US book industry: thief caught by identities and books – culture

The world of publishers and literary agents is small. You know and trust each other. This trust has eroded over the past few years because a ghost was haunting the American book industry and its international business partners.

A mysterious actor emailed people he knew had access to unpublished books. He pretended to be a well-known person with whom one could have worked on the publication and sale of fresh fabrics. The font, the signature, the industry-standard abbreviations, everything was correct in the forged emails. You had to look very carefully to notice that a sender ended up with @ penguinrandornhouse.com instead of @ penguinrandomhouse.com, for example. He committed this identity theft for one purpose: to specifically ask about certain manuscripts.

Hundreds of people received such emails, sent manuscripts and never heard from again. So it is now in an indictment from the public prosecutor’s office in the Southern District of New York – because the specter has apparently been captured: The authorities accuse the Italian Filippo Bernardini of being behind the attacks. According to his LinkedIn profile, he is said to have worked for the London branch of the major American publisher Simon & Schuster. A colleague, then, as was often assumed, because he must have known his business well. The indictment does not answer the central question – namely what he wanted with all the manuscripts and what he did with them. What it was all about, this hacking attack on an entire industry.

It was rumored that there were criminal hackers in training

Apparently it wasn’t about money. Stolen manuscripts can be worth between a few thousand and several million euros, depending on the expected results of the auctions for advances and fees. Existences can depend on it because many in the industry work for their own account and initially bear the financial risk of book deals personally. The attacker also got his hands on titles for which the stolen publishers would have paid quite a bit to ensure their exclusivity; a Margaret Atwood manuscript, for example, is said to be among them, alongside those of numerous authors from the second and third series. But there were never any ransom demands. The manuscripts did not appear on the Internet either, as happened in 2014 with the script for Quentin Tarantino’s “The Hateful Eight”. They were just gone.

The wildest speculations therefore blossomed over the years. “We thought it was the Russians,” a Swedish publisher told the new York Magazine, “but we’re the publishing industry. It’s not like we’re mining gold or making vaccines here.” Knowledge of relationships and processes in the industry indicated that the perpetrator came from within, but on the other hand, the attacks initially left no usable electronic traces. It was rumored that they might be training criminal hackers who had chosen the industry as an easy-to-crack training target.

According to the indictment, Bernardini also set up at least one so-called phishing page, which was confusingly similar to that of a New York literature scouting agency, in order to access the credentials of its employees. He is said to have had access to a database full of notes on planned titles. In this special branch of the literature industry, the world of literature scouts, many suspected the attacker. Scouts try to get information about unpublished books so that foreign publishers and film studios can seek the rights early on. They are, if you will, the spies of the literary world. The attacks sparked the imagination about this profession – and were therefore particularly threatening for the many independently working scouts.
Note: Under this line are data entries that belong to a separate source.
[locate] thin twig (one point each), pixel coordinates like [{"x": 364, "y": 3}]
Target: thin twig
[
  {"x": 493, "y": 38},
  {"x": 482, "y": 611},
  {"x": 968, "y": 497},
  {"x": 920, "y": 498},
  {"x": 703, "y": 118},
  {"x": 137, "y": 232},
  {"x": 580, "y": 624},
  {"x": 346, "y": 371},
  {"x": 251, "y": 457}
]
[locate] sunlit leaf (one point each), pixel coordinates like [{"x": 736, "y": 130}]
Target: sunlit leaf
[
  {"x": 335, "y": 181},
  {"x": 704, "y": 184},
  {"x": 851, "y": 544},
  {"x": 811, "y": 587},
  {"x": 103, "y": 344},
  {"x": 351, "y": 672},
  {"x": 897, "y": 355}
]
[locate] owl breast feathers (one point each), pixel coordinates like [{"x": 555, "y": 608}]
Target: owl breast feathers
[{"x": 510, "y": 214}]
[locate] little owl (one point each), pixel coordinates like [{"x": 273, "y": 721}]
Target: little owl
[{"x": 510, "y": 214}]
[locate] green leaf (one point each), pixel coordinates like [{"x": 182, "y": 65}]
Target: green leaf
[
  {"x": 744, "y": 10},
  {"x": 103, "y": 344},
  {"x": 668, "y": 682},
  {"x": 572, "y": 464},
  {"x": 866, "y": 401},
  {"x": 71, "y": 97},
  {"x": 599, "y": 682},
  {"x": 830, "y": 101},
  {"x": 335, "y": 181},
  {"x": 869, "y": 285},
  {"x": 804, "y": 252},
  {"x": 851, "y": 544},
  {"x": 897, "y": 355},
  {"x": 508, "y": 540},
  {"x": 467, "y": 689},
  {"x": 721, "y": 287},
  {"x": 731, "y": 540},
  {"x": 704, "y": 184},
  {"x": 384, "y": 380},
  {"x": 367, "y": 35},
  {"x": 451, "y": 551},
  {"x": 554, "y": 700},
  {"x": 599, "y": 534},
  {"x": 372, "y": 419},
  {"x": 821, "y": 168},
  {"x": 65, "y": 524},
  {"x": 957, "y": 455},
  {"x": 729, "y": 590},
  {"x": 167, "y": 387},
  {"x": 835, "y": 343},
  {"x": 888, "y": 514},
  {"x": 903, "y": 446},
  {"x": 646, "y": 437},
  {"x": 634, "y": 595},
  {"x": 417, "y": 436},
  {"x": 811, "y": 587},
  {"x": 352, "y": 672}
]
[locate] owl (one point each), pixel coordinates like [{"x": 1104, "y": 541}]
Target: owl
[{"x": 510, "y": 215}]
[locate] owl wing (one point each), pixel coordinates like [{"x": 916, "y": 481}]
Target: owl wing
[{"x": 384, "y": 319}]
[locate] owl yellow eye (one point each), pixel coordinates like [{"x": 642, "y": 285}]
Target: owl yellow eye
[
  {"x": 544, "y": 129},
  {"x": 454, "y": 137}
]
Bernardini changed the industry: for a long time you never knew who was reading

But what advantage should Bernardini, a low employee of a large publishing house in rights distribution, have gained from getting all these unpublished literary texts? The deputy director of the New York FBI office Michael Driscoll seems to see him as a sad figure, a failed writer: “Mr. Bernardini is said to have stolen other people’s ideas, but he was not creative enough to get away with them,” he says. The case sounds similarly lively from the mouth of US prosecutor Damian Williams, who calls the uncovering of the case a “plot twist”.

Bernardini, however, has changed the industry. Since then, confidentiality agreements have also been concluded for smaller titles, contacts have been broken off and collaborations terminated. After all, you never knew whether the attacker was reading, maybe even sitting at the table. Whether Bernardini was working on behalf of someone what happened to the manuscripts remains unclear. He was released on Friday on $ 300,000 bail.